There is also the story of a gay man who did
not have AIDS, but was killed because of the fear, prejudice and hatred that
AIDS has caused.
Characters in the play display a wide range
of responses to AIDS, including anger, depression, hope and denial.
But in the end, the play isn't so much about
the horror of AIDS as it is about the value of life. These people aren't being
remembered by a quilt (or a play) because they died, but because they lived,
and because they touched the lives of others.
The characters in the play include a flaming
transvestite, a fundamentalist who refuses to accept that her son was gay and a
little girl whose parents didn't want her spending too much time with her gay
uncle.
Although most of the stories are unconnected
to each other, two characters appear several times in the course of the show.
One is an HIV-positive man named Wes whose gay lover has already died of AIDS
and who is contemplating suicide. The other is a heterosexual girl named Karen
who fell in love with a man who she didn't realize is gay.
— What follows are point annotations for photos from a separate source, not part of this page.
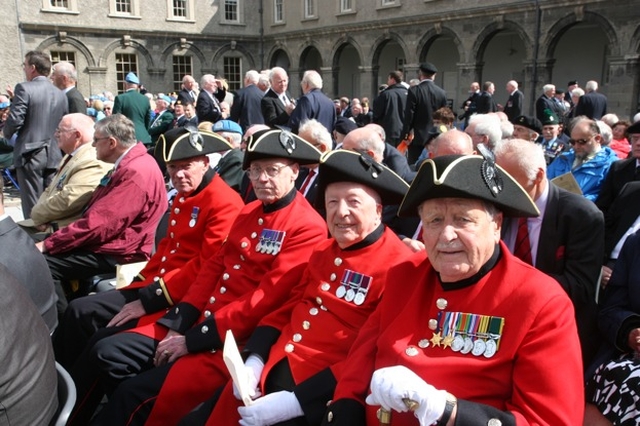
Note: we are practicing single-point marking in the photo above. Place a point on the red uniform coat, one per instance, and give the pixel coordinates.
(121, 217)
(321, 326)
(235, 290)
(198, 225)
(535, 377)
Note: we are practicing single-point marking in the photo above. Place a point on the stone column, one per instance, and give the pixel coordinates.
(623, 75)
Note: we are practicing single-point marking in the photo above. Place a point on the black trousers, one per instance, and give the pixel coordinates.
(33, 178)
(76, 265)
(108, 360)
(83, 318)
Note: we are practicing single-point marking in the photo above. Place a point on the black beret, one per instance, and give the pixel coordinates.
(529, 122)
(188, 142)
(350, 166)
(428, 68)
(344, 125)
(469, 176)
(549, 117)
(277, 143)
(634, 128)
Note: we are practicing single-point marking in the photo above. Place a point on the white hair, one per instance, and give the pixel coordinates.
(591, 86)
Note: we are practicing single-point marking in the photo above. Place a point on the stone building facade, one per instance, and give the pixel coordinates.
(352, 43)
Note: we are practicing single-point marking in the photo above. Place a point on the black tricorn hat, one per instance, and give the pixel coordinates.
(531, 123)
(343, 165)
(277, 143)
(468, 176)
(188, 142)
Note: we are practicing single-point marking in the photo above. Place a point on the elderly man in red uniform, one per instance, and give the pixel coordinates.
(469, 335)
(252, 275)
(199, 220)
(297, 365)
(118, 225)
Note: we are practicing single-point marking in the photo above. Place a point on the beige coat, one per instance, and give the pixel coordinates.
(72, 186)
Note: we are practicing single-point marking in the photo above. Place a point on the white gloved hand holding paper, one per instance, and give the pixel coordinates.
(390, 385)
(271, 409)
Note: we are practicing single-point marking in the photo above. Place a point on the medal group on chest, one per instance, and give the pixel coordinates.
(466, 333)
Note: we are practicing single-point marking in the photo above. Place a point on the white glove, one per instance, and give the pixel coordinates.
(391, 384)
(271, 409)
(253, 367)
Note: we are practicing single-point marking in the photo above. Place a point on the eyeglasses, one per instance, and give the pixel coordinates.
(271, 171)
(580, 141)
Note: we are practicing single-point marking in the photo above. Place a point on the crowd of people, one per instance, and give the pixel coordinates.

Michael J. Drury as Wes and Deanna Kreutz as
Karen give the production a lot of its heart. Sharon Murray, who portrays
Roberta, the woman who got AIDS through the blood transfusion, delivers a
memorable performance, as does local singer Gayle King, who portrays a nurse
who befriends an AIDS patient.
''Quilt - A Musical Celebration'' is
described as a ''remembrance of those lost and a tribute to the spirit of the
survivors.'' Proceeds benefit AIDSWALK, Ky.